Ce qui n’est pas le cas pour nos décideurs : quelques jours après la décision de confinement des Français, le ministre de l’Agriculture autorisait à nouveau les agriculteurs à épandre leurs pesticides au raz de nos jardins, et la ministre de l’Ecologie autorisait les chasseurs à tirer sur les animaux que certains jugent « nuisibles ». Nous ne pouvons être rassurés en voyant les lobbyistes des industriels et de l’agriculture intensive forcer la porte des ministères pour demander la levée de mesures environnementales !

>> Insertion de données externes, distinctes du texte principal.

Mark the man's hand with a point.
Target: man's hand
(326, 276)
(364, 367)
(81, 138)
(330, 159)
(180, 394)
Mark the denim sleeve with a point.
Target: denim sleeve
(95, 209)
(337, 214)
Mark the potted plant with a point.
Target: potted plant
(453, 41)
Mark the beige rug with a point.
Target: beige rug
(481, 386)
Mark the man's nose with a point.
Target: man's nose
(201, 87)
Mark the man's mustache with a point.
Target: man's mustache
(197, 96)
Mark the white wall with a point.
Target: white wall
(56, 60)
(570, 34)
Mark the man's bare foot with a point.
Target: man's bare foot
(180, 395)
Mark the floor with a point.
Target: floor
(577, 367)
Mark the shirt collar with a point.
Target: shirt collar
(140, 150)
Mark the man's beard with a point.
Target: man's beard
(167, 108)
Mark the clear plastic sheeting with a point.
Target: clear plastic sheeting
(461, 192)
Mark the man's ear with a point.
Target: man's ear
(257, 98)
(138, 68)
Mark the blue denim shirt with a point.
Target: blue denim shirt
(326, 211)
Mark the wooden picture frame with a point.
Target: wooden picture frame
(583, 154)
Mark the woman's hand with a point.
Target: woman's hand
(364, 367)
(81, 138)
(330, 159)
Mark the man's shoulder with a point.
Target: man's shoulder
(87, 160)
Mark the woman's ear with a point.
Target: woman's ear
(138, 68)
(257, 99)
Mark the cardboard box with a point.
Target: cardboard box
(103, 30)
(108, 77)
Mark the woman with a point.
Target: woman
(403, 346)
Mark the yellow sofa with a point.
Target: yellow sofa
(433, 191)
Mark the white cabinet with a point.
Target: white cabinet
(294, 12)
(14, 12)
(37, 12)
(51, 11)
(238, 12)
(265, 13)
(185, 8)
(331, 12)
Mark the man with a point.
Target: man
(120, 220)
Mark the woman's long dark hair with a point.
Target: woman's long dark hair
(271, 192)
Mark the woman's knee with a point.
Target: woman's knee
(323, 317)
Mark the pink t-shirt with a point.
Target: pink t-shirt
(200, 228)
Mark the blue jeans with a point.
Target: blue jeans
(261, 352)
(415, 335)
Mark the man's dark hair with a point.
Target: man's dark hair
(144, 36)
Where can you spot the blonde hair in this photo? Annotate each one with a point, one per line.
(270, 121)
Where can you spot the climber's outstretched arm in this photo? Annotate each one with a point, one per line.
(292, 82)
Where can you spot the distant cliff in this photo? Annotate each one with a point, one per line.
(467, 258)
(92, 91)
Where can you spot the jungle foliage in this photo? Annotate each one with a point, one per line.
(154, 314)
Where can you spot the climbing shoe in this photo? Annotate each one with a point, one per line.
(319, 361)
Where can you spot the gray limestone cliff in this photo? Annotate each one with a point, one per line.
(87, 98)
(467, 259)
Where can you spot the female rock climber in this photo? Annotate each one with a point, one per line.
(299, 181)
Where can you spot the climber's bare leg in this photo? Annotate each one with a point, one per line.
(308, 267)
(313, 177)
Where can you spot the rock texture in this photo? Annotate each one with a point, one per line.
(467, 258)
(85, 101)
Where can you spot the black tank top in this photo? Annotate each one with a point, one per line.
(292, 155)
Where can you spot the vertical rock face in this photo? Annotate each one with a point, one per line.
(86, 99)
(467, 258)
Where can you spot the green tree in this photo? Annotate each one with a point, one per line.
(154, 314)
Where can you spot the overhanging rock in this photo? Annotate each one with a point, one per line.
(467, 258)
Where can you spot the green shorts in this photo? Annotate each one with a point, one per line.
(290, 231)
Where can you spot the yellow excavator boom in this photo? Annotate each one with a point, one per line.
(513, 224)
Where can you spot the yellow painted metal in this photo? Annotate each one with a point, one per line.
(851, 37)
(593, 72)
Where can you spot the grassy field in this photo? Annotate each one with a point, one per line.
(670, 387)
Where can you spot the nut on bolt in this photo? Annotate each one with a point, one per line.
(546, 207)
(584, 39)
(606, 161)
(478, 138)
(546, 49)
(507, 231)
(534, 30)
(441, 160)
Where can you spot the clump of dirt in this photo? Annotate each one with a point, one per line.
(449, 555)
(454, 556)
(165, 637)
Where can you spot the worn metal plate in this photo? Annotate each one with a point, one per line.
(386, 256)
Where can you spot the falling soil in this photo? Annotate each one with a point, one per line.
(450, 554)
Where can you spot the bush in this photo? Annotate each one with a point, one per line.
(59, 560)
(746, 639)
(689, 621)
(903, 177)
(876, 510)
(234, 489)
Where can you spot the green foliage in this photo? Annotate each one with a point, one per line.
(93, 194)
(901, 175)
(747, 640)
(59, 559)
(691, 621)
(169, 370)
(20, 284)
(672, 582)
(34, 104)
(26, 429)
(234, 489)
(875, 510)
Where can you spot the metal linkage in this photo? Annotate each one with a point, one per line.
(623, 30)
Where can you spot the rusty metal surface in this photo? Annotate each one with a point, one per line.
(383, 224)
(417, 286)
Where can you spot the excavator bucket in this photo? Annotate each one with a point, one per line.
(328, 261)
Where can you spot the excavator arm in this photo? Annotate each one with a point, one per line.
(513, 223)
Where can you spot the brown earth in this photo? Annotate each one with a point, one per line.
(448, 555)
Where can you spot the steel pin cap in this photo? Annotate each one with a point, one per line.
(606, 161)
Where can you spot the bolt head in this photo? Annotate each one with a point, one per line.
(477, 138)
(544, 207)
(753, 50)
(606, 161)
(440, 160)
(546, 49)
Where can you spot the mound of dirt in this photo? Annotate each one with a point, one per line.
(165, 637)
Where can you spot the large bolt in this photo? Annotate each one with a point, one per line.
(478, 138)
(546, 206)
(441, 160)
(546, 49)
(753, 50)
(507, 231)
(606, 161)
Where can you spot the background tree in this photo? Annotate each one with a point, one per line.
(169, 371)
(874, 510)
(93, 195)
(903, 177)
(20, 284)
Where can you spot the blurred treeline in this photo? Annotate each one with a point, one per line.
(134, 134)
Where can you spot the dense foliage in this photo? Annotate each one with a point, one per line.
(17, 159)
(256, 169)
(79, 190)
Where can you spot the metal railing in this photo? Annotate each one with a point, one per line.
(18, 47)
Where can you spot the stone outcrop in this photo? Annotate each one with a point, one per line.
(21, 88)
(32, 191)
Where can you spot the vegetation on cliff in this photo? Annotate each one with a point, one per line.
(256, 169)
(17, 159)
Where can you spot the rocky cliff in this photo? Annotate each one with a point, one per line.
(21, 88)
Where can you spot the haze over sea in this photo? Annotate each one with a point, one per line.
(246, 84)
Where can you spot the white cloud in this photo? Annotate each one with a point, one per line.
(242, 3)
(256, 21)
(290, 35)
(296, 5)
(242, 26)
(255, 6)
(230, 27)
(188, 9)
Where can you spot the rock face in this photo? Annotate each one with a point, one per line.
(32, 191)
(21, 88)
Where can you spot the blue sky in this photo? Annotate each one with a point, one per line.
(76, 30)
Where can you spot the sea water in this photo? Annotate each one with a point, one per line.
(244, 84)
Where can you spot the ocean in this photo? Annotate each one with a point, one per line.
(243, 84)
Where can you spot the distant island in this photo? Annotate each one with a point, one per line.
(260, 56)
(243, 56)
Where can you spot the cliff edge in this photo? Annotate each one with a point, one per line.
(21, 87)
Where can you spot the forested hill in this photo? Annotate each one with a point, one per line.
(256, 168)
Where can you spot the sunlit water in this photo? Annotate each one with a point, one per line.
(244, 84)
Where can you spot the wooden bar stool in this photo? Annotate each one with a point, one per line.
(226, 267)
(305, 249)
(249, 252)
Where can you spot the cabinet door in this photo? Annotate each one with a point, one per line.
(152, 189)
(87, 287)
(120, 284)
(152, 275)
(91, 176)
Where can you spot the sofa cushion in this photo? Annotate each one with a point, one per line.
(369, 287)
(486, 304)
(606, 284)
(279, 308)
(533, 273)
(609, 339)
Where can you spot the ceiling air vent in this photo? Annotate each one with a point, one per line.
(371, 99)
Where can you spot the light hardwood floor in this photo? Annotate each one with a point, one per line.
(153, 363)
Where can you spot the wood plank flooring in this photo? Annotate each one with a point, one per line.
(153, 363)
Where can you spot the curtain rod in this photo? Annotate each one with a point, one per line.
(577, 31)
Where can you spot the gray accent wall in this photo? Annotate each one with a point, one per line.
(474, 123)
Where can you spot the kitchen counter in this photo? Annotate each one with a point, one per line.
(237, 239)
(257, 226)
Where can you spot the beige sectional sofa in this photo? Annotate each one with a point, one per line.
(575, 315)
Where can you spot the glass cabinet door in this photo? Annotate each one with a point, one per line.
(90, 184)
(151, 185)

On peut effectivement rêver du monde d’après, et œuvrer à ce qu’il soit meilleur pour l’homme et la nature, mais d’autres sont déjà à pied d’œuvre pour que rien ne change.

 

Forêts sauvages édite Naturalité, un périodique trimestriel diffusé par voie électronique. Qu’y trouve-t-on ?

On y trouve des informations sur les forêts en libre évolution, principalement en Europe, et des zooms sur des expériences de protection de la nature, surtout en milieu forestier. On y présente les dernières publications traitant de ces sujets.